For not falling behind on whose sister sent a raven about whose murder to whose sister’s husband, check out HBO’s Viewer’s Guide, it keeps you from googling and finding yourself on a wiki(pedia) page full of potential spoilers.

This series’ dialogues are a joy to listen to, and they have a certain self-awareness to them. I also really like their humor. In one scene, King Robert Baratheon and his despised wife, Queen Cersei Lannister ask themselves what it was that held together the Kingdoms all these years. ‘Our marriage?’ he asks. Silence.
In other TV Series, this would’ve been a moment of weakness, in which the wannabe-sentimental moment had been cheaply exploited for a kiss, so the masses could relax in their chairs and join the characters in their fake world, dreaming of theirs to be that simple. No, ‘Game of Thrones’ doesn’t do that. After Robert asks the question, he and his wife burst out laughing and quickly settle on their hate to having held it all together. I almost applauded, but I couldn’t, I clenched my fists in silent expression of gratitude to the writers and producers who didn’t go down that road.

I also like the violence in this series. It’s not omnipresent, but when it’s there, it’s raw, bloody, sometimes quite unexpected2 and most of the time totally approved by everyone, even by the casualties-to-be. And you say our society is depraved about this.

What about the rest? Some supernatural content and magic is beautifully justified with the world of ‘Game of Thrones’ being another universe than ours, adding other nice touches like seasons lasting for several years. Huge fan, out of pure longig for this fantasy world I already bought the first of the books3 the series is based on. Maybe this one gets me to read novels again.
Can’t wait for the second season. I just attention, spoiling 9th episode wonder if they casted Sean Bean solely as ‘cart horse’ for the first season. Otherwise I can’t figure out why you’d slaughter the most popular actor of the cast, i.e. cast him for a (main) character who is decapitated in the first season, literally by the book.

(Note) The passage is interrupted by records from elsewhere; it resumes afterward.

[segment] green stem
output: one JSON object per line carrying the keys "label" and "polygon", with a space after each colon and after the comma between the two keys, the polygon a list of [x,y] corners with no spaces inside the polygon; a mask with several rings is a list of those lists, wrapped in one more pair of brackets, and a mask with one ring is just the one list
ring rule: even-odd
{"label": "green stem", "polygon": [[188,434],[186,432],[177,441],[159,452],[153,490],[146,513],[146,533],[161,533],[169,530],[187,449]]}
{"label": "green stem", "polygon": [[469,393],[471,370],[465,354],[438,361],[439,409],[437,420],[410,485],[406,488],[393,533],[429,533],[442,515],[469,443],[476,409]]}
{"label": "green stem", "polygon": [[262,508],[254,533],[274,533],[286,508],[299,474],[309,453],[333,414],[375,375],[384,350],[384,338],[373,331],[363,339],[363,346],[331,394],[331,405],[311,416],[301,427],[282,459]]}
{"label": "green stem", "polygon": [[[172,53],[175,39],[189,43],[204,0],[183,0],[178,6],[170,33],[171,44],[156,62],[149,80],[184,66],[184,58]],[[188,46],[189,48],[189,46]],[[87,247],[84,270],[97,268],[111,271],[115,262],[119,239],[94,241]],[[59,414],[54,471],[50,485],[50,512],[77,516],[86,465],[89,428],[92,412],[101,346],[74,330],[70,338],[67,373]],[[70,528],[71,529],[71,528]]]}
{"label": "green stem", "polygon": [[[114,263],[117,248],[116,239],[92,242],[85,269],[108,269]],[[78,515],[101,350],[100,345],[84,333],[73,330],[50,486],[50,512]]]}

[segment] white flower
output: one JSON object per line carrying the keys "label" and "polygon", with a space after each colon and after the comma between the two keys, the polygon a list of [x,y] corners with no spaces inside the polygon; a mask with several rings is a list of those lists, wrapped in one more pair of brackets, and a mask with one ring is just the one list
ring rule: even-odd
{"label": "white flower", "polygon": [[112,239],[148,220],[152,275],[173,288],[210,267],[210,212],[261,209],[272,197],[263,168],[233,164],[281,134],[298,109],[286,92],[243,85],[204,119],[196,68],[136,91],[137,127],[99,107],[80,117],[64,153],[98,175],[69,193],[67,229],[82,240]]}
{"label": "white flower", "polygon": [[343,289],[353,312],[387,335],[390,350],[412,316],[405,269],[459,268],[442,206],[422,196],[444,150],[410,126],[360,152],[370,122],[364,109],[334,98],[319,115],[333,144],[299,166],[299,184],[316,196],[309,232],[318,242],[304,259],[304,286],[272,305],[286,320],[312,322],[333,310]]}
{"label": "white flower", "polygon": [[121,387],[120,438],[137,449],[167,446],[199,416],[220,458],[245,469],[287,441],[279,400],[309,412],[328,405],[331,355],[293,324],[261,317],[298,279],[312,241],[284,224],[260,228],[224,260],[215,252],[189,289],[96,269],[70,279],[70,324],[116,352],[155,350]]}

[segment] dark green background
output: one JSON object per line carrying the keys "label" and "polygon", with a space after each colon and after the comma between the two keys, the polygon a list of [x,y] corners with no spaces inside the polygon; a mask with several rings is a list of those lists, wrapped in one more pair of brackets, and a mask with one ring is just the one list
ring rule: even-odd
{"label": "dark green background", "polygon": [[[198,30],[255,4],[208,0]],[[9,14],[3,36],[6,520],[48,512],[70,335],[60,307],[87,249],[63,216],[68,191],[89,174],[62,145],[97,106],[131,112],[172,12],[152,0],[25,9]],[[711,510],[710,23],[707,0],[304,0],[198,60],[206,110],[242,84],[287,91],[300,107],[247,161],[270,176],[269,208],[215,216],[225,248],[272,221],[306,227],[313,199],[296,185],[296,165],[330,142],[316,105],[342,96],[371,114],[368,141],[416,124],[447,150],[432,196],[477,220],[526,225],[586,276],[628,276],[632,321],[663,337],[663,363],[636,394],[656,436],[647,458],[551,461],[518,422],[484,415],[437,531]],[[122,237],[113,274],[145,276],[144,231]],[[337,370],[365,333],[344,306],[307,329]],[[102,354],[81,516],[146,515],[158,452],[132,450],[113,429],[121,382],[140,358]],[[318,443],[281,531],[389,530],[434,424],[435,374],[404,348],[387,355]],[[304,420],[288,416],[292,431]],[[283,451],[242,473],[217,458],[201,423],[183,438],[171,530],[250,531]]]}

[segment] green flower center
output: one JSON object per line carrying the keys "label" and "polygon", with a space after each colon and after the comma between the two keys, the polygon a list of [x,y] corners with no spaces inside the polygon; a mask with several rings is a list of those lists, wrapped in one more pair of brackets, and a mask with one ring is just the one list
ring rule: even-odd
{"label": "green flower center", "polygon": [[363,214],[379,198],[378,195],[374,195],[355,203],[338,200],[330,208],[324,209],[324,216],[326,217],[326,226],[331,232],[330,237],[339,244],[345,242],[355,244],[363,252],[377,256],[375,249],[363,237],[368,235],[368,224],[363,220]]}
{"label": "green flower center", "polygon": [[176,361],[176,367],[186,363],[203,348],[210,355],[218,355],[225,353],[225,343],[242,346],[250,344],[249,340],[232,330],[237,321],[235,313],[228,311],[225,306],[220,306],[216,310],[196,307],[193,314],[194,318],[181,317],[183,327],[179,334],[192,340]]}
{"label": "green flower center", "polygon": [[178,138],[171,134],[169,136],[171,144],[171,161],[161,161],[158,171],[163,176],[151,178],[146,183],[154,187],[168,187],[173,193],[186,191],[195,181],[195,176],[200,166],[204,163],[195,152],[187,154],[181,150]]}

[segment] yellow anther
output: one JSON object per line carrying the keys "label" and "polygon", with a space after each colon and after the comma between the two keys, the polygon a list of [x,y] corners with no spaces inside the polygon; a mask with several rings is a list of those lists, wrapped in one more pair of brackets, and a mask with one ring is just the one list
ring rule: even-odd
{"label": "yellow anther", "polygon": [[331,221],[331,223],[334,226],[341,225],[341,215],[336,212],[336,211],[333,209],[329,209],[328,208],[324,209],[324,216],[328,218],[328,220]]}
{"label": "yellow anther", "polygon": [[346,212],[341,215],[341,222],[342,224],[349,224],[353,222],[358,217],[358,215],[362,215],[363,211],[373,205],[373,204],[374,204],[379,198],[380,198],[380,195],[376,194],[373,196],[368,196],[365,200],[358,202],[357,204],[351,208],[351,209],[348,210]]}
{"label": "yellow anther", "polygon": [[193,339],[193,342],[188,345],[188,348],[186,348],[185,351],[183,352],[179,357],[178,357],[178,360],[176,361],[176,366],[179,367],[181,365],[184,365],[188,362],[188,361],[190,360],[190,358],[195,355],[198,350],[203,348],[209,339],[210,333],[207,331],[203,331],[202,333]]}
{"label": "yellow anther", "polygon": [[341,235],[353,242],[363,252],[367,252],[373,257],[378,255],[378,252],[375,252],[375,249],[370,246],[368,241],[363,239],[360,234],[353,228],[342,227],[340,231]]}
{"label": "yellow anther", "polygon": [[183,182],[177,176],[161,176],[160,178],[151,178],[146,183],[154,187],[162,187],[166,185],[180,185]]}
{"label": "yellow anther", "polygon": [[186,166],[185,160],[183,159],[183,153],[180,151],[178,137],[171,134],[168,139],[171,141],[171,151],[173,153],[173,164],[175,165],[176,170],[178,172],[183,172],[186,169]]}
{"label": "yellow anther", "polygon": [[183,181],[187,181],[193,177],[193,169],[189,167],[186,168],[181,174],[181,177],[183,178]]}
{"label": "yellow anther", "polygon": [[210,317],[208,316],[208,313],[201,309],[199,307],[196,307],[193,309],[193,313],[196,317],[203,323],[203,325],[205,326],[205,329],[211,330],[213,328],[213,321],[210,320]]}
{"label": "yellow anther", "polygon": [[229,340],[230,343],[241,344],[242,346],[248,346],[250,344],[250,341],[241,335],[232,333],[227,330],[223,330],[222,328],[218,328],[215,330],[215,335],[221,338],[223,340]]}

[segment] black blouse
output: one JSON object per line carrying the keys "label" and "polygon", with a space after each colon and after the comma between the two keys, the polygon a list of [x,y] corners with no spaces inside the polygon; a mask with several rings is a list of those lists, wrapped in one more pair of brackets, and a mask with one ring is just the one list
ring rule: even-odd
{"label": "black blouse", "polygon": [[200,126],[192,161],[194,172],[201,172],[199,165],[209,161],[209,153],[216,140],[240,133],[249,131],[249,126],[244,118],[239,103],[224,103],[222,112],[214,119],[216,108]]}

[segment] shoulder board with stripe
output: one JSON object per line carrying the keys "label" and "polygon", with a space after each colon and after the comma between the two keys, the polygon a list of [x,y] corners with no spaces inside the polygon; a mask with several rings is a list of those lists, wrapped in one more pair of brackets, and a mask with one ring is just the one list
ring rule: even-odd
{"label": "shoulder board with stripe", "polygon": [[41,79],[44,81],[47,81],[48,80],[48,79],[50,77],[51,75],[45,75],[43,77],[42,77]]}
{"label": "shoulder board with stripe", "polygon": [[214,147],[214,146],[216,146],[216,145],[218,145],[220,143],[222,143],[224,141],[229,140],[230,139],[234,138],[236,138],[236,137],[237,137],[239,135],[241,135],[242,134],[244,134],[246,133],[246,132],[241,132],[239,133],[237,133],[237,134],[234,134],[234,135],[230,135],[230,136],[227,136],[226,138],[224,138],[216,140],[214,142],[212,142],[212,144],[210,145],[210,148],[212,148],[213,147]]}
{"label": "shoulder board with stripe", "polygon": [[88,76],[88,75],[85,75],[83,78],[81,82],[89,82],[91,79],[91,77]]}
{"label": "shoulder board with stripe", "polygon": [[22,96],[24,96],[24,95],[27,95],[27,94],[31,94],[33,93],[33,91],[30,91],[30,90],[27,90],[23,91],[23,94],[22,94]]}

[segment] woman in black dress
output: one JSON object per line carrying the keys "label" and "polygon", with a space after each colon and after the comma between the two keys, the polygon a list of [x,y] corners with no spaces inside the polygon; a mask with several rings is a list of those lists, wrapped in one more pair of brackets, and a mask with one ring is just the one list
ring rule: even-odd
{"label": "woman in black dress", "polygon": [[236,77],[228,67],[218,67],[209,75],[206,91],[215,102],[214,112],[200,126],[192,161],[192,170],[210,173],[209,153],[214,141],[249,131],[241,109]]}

I’m not arguing his death, it’s okay, GeekDad is absolutely right: Letting the honest and honorable die makes the story, be it TV or novel, so good. Plus: In my opinion, Ned Stark was too whiny and naïve for King’s Landing anyway. I mean, who has half his guard slaughtered more often?

Do watch this.

  1. Medieval people seem to scheme like masterminds, unimaginable for my modern age, lazy brain.
  2. Well, the unseathing of the swords gives you an idea. I’d like an instrument like this nowadays. Imagine you walking down the street, someone gets in your way. Instead of walking by, doing nothing, you unsheathe your sword. Depending on how sophisticated you pull it off, you got yourself a slave, get offered a match with his daughter or lose your head in duel.
  3. eBook, of course. Interesting: the English kindle edition is 5,67€, but in Germany there’s a fixed price for books (hooray), so even the German eBook is 9,99€. Almost as twice as much. The German publishers really must hate progress.